Hujan semakin deras saja bagaikan gemuruh air terjun yang mengalir dengan deras dari langit. Mereka berteduh disalah satu rumah warga, yang sangat serhana semakin mengingatkan Ikhsan terhadap kehidupan nya di desa yang jauh dari kemewahan. Waktu itu ikhsan duduk tepat di sebelah kirani, pada awal nya dia tidak mearsakan apapun namu lambat laun dia memperhatikan kirani.  Persaan ikhsan semakin berbeda ketika berada sangat dekat dengan kirani, “ ini tidak boleh terjadi aku tidak boleh punya persaan ini, dia terlalu hebat buat ku dan aku menghormati nya”. Untuk kali ini ikhsan berhasil meredam persaan yang aneh tersebut
.
Hujan mulai reda dan merdunya adzan sudah mulai berkumandang akhirnya mereka semua memutuskan untuk segera ke Masjid terdekatagar dapat  segera mencurahkan persaan sambil bersimpuh kepada Allah.

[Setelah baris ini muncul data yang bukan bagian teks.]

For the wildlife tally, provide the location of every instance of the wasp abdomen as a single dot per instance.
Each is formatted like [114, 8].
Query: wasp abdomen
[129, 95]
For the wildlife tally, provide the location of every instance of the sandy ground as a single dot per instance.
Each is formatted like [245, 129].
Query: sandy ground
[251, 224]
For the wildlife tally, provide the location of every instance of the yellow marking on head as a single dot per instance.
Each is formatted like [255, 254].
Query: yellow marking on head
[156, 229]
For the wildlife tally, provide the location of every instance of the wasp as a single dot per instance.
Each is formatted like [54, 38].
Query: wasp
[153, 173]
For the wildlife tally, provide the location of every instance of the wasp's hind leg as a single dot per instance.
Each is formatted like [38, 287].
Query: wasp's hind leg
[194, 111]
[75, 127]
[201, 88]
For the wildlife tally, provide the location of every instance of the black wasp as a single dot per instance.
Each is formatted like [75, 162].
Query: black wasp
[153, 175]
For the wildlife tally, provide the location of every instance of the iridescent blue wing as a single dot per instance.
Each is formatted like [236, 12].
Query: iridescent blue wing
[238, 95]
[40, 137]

Di perjalana air tetap saja mengucur walaupun tidak sederas sebelum nya, jalanan yang sempit dan licin menjadi kian sulit saja di lalui karena terguyur hujan. Ikhsan mengeluarkan payung berwarna ungu dari dalam tas nya. Ingin dia memberikan payung itu kepada Kirani namun Ikhsan merasa malu dan ragu. Pada akhir nya Ikhsan memberanikan diri untuk memayungi Kirani, jadilah mereka sepayung berdua sekarang.

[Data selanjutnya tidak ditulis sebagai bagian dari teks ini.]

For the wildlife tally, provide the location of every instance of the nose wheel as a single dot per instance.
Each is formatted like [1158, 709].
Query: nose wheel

Saat seperti itu memang terlihat romantis, namun tak ada fikiran apa-apa pada benak ikhsan pada waktu itu, yang dia pikirkan hanya lah bagai mana Kirani tidak basah kuyup sampai di masjid, karena kebetulan jarak masjid dari tempat tersebut masih cukup jauh. Sepanjang perjalanan menuju kemasjid baik ikhsan maupun kirani hanya bisa tersenyum masing-masing. Semua itu tak pernah terduga dan terbayangkan sebelum nya. Mereka bisa berjalan berasam di tengah gemericik air hujan di bawah sebuah payung berwarna ungu, sungguh suatu hal yang tidak di duga oleh Ikhsan.

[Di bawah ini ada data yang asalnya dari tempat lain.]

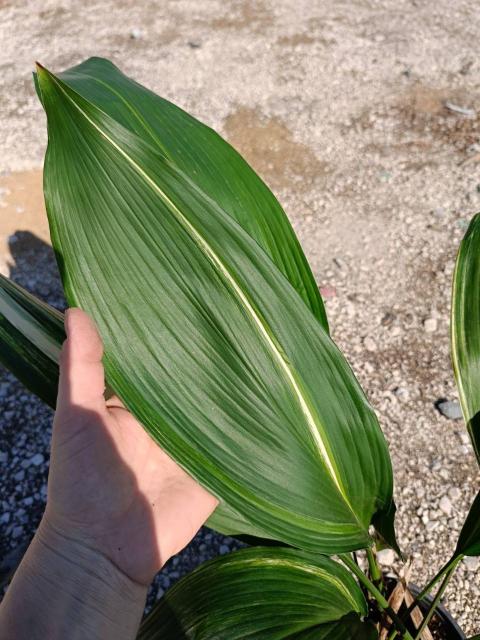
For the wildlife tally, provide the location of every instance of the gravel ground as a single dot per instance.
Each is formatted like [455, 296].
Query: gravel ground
[362, 116]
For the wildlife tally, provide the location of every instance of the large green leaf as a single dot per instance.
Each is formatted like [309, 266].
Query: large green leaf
[205, 340]
[465, 329]
[207, 159]
[261, 593]
[31, 336]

Setelah berjalan cukup jauh, mereka akhirr nya sampai di tempat yang di maksud, ini lah rumah Allah yang terlihat megah dengan cat berwarna hijau tua serta beberapa jendela kacayang menghiasi di sekeliling nya. Di tambah lagi dengan benayak nya Umat yang telah dan sedang bersimpuh di hadapan-Nya, membuat pemandangan disana kian indah di pandang mata dan sejuk dirasa oleh hati. Ikhsan segera bergegas mengambil air wudhu untuk segera mensucikan diri sebelum mengadap sang Ilahi, untuk segera mencurahkan persaan nya dan memberikan laporan atas apa yang telah dia lakukan hari ini. 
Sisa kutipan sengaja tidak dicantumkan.